A senior Ministry of Defence official yesterday claimed that housing rights group Sahmakum Teang Tnaut (STT) had received close to half a million dollars a year from the United States to foment “colour revolution” among the land dispute groups it worked with – a claim quickly rejected by the NGO.
Defence Ministry Secretary of State Neang Phat was speaking at an event with soldiers in Phnom Penh when he said that former STT head E Sarom, who was temporarily detained last year at a civil society protest, confessed to getting the large sum to foment movements that would serve a purported US strategy.
“At some places, the NGOs formed protesting groups. So, if we look at them, we see that they were under the umbrella of some NGOs with the plan to do a colour revolution,” he said.
“He [Sarom] confessed that they had received funds from $400,000 to $500,000 every year to form all these movements to serve the strategy of the Americans.”
Last May, Sarom, Licadho Deputy Director Thav Kimsan and Borei Keila land activist Sar Sorn were arrested near Prey Sar prison as they led the first so-called Black Monday protest seeking the release of the imprisoned “Adhoc 5”.
Phat claimed that those on the receiving end of the purported incitement included outspoken Boeung Kak activist Tep Vanny, the Borei Keila community and land disputants from Thma Kol, also known as the “SOS” community.
He also complained about the existence of nearly 3,000 grassroots communities, all of who, he said, were anti-government.
“These communities are against the government, none of them is supporting the government,” he said.
He added that he had no further details to support his allegations and was basing it on a police report handed to him by Deputy National Police Chief Chhay Sinarith, who could not be reached yesterday.
Interior Ministry Secretary of State Pol Lim said he was not aware of Phat’s claims, and nor was Prak Sam Oeun, director for the ministry’s Administration Department.
The Defence Ministry official’s remarks come as the government mounts a concerted clampdown on the opposition, NGOs and independent media outlets, with a particular emphasis on the US allegedly backing such groups to foment a “colour revolution” – a reference to non-violent protest movements in the Middle East and Eastern Europe.
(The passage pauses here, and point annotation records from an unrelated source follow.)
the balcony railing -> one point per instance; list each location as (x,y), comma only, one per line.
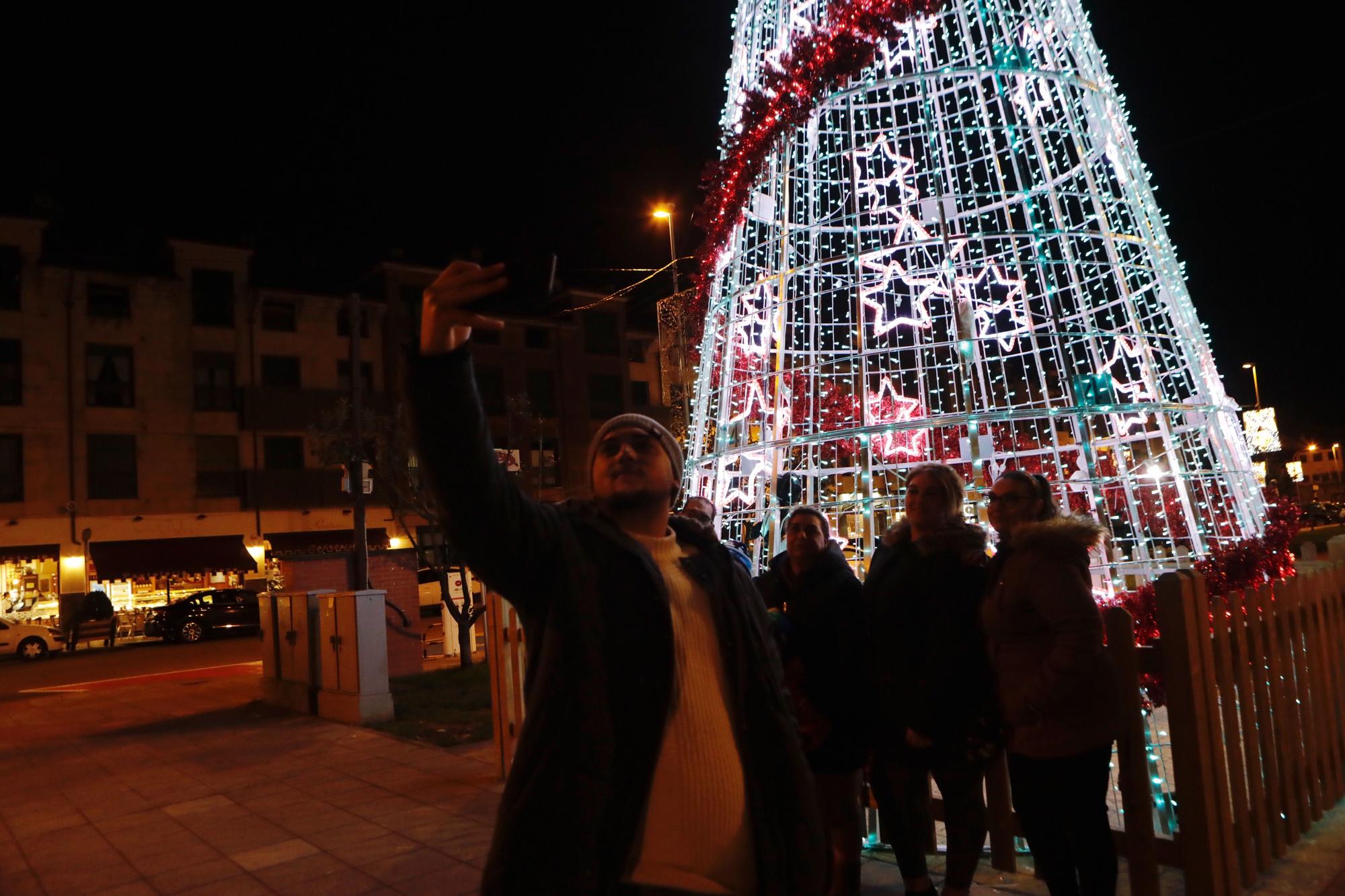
(298,489)
(293,409)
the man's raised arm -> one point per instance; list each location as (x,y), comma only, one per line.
(509,540)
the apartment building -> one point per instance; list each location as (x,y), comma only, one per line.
(1324,473)
(154,419)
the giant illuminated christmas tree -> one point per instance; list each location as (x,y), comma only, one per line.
(930,237)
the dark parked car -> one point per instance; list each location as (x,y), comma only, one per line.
(1324,513)
(204,614)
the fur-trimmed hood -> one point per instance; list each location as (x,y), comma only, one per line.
(966,540)
(1061,536)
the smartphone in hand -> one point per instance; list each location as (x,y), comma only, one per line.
(532,282)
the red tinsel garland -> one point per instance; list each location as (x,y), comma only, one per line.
(1246,564)
(818,61)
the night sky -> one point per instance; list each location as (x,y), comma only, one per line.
(329,139)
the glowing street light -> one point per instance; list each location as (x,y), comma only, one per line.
(1256,384)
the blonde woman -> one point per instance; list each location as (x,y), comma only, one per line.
(1058,689)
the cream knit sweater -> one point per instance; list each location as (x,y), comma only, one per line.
(697,833)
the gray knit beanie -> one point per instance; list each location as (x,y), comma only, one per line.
(648,424)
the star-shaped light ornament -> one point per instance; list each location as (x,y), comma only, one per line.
(875,188)
(890,405)
(751,471)
(887,264)
(988,313)
(1130,354)
(755,327)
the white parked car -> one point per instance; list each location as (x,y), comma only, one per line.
(28,642)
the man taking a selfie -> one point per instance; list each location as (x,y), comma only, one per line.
(658,754)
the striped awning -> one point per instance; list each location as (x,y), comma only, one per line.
(166,556)
(24,553)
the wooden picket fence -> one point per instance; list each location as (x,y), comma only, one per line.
(1256,706)
(1256,684)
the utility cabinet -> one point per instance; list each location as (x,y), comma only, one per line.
(353,657)
(290,655)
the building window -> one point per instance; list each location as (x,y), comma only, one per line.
(212,298)
(280,370)
(280,315)
(434,548)
(11,372)
(601,334)
(605,396)
(110,377)
(283,452)
(213,377)
(414,299)
(541,392)
(217,466)
(112,466)
(11,268)
(367,376)
(110,300)
(490,386)
(344,321)
(11,469)
(547,463)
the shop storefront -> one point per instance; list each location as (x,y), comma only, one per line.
(150,572)
(30,580)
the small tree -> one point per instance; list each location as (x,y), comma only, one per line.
(392,458)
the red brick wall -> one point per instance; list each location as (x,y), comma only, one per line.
(310,573)
(395,572)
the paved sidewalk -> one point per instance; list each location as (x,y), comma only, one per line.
(192,786)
E Sarom, who at the time was the NGO’s executive director, could not be reached yesterday, but Soeung Saran, who now heads STT, rejected the claims that it had been funded by the US government.
“STT has never received USAID or US State Department funding and does not serve any strategy of the USA or other foreign governments,” he said.
He said the group only focused on providing pro-poor technical assistance for urban housing and infrastructure issues, as well as helping housing rights abuse victims understand the laws relevant to them.
“STT tries to work with the Government of Cambodia and its institutions to develop urban poor areas for the betterment of all Cambodians,” he added.
In a short statement, the US Embassy in Phnom Penh said, “We support the peaceful resolution of land disputes, but are not familiar with the NGO Sahmakum Teang Tnaut”.
Thma Kol land activist Chray Nim questioned the repeated attempts to attack NGOs that aided her community with technical resources – a responsibility, she said, the government had absolved itself of.
“Actually it is the government’s role and the [involved] company’s responsibility to find a solution, but then they turn to scapegoat NGOs that helped us, such as Teang Tnaut,” she said.
The anti-US conspiracy theories yesterday claimed another casualty – the European Union – when an anonymous letter to the editor, published on government mouthpiece Fresh News, claimed the superpower and economic bloc had stepped over a “red line”.
“Both ambassadors are trying to express their influence . . . and seek to pressure the Cambodian government to release the treasonous mastermind, [opposition leader] Kem Sokha, immediately and unconditionally,” the letter reads, referring to US Ambassador William Heidt and EU delegation head George Edgar.
The outlet’s articles and anonymous letters have proved eerily prescient in recent months, foreshadowing, among other things, the government’s expulsion of the NGO National Democratic Institute and its accusations that the opposition Cambodia National Rescue Party – particularly Sokha, who is currently in prison on “treason” charges – had colluded with the US to topple the government. The CNRP is currently facing possible dissolution by the Supreme Court following a complaint from the Ministry of Interior.
In response, Ambassador Edgar said member states had expressed their serious concern over the arrest of Sokha and the potential dissolution and redistribution of the CNRP’s seats in parliament and at the local level, but insisted that the EU remained nonpartisan.
“It is up to the Cambodian people to choose whom they wish to represent them at commune and national level,” he said.